Throughout the entire month of Elul I did what many Jews do is taking accounting of the past year. Questions to ask: What did I want to change about myself, my goals for the new year, what do I want to do differently? During this month of self-reflection I felt unsettled. Feeling bombarded with technology, modern living, and things moving too quickly I felt disconnected from the past and uncertain about the future. I wanted to ‘taste’ the holiday but it was eluding me. I tried to bring up past memories of holidays past to see if that would help.
Two crystal clear memories of shuls (synogogues) from my past entered my consciousness. One was of a room in the shul I attended as a child. I don’t know an official name to that room, but I called it “the plaque room”. Inside had all the names of deceased congregants on small metal plaques with a little light bulb next to each name. The bulb was turned on for the person’s yahrtzeit and on high holidays. That room always fascinated me and always had a holy feel to it.
A second shul that came to mind during this introspection was that of my paternal grandparents located in an old Chicago neighborhood. I remember the dark hard wood of the chairs and the bimah, elderly congregants, the grandeur of the high ceilings and holiness of the sanctuary. Every year my grandfather blew the shofar. After his passing, I was blessed to inherit the shofar.
These two memories of the past and doing some journal writing helped bring clarity to my swirling thoughts. I concluded I have a few mental items to declutter and a list of to-dos for the new year. A wise friend also gave me some practical advise. She said if someone hurt you or annoyed you to give them a bracha (a blessing). A novel concept for me as I would rather stew in the negative feelings. It took a lot of effort to try out this advise but it worked! I went into Rosh Hashana with these two memories of past, and hopes for a sweet future.

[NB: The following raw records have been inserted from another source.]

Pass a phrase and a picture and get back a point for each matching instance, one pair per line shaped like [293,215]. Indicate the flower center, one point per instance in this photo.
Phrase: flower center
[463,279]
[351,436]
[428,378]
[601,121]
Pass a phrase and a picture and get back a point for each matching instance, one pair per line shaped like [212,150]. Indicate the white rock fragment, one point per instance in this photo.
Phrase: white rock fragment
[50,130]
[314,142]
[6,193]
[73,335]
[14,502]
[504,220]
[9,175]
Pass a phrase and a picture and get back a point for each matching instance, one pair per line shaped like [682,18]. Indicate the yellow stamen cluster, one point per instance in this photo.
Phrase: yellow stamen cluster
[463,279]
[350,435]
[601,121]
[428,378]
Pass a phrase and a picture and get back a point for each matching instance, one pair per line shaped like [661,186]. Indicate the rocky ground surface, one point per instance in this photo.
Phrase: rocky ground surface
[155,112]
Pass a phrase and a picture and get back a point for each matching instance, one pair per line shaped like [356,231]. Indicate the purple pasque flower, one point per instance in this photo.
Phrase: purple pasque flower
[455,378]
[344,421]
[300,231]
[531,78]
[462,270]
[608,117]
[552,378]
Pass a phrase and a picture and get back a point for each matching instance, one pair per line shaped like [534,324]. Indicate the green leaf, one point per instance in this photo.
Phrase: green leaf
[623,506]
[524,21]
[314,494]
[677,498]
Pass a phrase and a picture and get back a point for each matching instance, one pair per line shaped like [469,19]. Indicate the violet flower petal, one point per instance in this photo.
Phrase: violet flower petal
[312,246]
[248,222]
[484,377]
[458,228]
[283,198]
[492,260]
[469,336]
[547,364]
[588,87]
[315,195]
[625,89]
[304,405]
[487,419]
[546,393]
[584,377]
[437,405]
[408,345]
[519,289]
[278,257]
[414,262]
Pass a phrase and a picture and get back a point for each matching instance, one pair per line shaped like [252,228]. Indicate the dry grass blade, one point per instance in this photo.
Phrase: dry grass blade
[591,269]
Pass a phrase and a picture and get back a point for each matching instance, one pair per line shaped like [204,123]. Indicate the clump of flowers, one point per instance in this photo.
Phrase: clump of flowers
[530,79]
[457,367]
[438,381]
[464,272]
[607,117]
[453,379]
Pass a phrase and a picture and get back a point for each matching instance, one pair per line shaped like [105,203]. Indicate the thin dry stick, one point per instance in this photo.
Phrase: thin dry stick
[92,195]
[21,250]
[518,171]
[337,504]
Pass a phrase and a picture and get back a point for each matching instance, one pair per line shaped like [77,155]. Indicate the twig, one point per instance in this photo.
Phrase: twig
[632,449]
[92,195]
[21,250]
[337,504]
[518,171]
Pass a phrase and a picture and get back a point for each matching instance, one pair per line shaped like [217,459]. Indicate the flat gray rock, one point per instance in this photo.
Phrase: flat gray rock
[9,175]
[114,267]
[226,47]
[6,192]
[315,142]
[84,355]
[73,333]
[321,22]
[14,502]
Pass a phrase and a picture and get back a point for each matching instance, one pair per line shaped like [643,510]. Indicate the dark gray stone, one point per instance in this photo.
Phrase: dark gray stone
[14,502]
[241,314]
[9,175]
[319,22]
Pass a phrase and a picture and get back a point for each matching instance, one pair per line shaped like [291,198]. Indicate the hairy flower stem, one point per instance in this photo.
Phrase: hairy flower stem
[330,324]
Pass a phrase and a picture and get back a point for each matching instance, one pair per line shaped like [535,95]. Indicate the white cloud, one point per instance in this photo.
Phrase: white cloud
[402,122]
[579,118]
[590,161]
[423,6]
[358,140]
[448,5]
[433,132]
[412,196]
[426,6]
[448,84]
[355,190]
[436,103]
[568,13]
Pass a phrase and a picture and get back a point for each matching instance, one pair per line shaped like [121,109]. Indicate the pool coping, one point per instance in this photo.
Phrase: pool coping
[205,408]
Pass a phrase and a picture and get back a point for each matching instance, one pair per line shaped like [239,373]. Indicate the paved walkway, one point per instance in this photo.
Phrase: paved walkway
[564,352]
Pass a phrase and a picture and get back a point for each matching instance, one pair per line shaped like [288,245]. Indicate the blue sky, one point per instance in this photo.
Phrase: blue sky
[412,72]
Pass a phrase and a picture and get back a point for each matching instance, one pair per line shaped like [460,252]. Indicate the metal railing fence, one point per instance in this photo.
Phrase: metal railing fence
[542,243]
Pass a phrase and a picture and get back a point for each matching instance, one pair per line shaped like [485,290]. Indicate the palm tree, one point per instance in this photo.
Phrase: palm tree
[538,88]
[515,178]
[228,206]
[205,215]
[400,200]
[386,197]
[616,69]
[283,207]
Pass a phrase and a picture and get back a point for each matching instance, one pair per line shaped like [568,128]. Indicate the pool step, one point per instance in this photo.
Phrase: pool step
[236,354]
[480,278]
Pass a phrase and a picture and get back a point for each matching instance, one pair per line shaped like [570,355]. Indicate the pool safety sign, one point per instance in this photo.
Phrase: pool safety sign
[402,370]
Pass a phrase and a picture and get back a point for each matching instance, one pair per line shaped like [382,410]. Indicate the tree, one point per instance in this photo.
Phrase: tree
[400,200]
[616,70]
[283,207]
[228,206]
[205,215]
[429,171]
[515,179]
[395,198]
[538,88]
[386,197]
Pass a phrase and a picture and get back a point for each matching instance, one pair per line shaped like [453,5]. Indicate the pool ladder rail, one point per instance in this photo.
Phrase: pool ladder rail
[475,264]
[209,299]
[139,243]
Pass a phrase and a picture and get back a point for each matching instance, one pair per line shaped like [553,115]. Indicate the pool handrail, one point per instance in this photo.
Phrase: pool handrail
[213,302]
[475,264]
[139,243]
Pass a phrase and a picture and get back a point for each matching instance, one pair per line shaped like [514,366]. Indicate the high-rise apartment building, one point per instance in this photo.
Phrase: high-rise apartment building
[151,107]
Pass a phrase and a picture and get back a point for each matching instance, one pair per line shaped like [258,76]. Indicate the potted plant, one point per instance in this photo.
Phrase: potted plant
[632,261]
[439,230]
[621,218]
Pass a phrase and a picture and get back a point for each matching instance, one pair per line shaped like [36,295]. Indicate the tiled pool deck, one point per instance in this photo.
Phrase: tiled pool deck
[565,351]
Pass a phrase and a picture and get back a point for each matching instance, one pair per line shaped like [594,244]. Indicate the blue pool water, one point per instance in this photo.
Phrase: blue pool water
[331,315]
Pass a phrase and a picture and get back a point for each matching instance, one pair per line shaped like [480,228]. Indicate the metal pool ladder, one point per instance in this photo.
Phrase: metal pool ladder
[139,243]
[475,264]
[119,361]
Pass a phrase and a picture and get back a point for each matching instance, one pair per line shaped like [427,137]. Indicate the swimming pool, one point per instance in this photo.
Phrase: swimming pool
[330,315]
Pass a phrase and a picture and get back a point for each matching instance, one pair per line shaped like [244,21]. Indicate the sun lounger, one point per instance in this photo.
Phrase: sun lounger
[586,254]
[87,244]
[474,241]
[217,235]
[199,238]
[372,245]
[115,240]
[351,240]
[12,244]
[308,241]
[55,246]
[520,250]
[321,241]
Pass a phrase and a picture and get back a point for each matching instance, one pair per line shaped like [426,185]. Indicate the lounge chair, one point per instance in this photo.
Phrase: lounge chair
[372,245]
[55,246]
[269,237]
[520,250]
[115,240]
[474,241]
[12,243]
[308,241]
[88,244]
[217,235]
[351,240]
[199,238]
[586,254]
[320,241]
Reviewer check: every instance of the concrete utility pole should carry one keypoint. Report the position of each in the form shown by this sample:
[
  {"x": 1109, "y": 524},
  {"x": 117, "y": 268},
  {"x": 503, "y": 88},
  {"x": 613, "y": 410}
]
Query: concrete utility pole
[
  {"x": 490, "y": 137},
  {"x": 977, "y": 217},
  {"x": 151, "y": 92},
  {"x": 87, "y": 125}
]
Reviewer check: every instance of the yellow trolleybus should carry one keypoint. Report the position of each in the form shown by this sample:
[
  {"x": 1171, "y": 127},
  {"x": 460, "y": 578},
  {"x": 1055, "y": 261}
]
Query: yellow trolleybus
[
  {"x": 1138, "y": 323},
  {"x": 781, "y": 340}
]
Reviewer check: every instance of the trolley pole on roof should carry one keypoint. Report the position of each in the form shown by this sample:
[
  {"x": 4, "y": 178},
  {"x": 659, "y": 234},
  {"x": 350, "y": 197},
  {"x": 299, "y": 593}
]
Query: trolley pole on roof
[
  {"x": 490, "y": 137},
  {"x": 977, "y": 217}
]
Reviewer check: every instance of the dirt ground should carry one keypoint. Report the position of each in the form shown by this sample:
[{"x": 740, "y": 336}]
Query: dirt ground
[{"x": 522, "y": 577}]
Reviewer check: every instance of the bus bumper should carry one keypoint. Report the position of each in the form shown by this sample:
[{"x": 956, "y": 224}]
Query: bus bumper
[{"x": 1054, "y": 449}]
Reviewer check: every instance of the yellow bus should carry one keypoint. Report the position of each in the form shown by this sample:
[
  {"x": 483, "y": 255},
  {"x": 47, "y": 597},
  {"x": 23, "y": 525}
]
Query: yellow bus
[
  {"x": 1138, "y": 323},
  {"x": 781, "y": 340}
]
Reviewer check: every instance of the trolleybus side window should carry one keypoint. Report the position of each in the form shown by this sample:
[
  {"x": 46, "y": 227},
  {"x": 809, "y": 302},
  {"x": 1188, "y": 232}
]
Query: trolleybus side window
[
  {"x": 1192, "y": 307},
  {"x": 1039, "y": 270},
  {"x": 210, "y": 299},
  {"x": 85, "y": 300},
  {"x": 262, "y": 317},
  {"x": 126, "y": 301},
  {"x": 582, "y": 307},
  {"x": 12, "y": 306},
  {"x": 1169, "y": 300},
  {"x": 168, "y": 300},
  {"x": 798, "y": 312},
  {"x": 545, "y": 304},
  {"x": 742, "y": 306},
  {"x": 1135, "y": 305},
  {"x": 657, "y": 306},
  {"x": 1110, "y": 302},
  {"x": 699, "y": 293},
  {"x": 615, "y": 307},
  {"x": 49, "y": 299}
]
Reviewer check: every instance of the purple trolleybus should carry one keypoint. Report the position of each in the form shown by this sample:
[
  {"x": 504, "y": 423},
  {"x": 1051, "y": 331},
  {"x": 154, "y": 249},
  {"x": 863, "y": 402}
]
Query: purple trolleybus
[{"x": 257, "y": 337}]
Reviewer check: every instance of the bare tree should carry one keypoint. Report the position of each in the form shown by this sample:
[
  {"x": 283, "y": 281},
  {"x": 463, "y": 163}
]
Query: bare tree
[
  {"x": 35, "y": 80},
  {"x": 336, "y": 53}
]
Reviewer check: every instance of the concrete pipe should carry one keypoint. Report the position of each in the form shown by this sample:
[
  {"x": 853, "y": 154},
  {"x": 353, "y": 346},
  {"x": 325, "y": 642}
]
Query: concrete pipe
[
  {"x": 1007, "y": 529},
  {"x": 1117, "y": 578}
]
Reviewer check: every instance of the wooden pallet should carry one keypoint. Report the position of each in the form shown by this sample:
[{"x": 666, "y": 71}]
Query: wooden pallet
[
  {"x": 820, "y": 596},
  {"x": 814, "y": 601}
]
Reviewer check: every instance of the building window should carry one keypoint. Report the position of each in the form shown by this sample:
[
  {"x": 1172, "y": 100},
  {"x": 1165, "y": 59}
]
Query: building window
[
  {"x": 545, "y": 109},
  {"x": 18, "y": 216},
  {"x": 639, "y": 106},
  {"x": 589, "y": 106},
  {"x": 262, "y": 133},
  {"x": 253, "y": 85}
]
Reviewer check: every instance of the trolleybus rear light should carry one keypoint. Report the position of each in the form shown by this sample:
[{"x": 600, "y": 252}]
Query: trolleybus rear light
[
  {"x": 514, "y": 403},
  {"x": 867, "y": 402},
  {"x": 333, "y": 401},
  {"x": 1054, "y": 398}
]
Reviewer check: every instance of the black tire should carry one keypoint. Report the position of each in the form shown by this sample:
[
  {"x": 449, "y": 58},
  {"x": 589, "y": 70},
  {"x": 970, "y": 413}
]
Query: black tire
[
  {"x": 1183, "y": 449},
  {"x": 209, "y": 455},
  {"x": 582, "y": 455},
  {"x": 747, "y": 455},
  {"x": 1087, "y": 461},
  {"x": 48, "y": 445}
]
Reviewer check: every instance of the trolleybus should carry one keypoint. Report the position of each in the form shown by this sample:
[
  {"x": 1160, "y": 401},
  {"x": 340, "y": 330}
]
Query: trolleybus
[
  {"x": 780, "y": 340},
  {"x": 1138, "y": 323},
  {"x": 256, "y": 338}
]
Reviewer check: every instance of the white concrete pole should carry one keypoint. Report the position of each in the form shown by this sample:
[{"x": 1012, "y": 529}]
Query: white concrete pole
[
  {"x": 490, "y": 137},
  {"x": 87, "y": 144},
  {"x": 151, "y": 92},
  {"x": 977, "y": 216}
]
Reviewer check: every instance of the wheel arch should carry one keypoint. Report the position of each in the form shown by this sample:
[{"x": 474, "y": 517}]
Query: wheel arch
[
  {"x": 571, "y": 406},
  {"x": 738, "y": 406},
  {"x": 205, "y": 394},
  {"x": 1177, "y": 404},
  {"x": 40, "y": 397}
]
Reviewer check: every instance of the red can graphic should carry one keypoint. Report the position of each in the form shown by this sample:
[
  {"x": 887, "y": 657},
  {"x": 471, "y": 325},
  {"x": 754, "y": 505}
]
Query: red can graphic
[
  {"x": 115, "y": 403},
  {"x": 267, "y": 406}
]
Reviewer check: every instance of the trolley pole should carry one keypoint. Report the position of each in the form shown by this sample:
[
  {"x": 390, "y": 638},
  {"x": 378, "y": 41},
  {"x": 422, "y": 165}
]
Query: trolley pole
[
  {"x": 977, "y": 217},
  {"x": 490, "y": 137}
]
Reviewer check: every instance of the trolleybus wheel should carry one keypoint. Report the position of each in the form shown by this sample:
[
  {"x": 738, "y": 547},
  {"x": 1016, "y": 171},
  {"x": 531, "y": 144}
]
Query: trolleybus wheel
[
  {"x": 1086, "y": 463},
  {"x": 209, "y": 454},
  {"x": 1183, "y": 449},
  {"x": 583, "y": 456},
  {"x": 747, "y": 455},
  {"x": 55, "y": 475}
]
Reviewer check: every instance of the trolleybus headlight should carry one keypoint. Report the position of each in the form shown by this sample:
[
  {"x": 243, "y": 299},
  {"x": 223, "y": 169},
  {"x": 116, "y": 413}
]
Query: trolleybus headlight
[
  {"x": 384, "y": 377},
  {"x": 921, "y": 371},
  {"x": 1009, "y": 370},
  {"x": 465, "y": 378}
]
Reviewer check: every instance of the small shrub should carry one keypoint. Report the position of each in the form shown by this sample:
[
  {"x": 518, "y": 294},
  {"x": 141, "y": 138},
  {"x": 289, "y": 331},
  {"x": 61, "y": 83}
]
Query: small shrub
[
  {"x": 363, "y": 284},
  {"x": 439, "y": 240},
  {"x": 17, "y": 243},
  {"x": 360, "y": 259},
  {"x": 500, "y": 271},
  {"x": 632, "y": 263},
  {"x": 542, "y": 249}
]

A guest at one of our meals asked if we had a shofar. (Sure, I always have a shofar on hand…) but I bet you can guess the answer. I had my grandfather’s! That shofar got resurrected from it’s display status in the breakfront and I’m pretty sure those blasts rocked the heavens. Past, present, and future became clear in that instant. Any residual unsettled feeling from Elul dissipated.
Wishing everyone a Shana Tova. Gmar chatima tova “may you be inscribed and sealed for a good year.”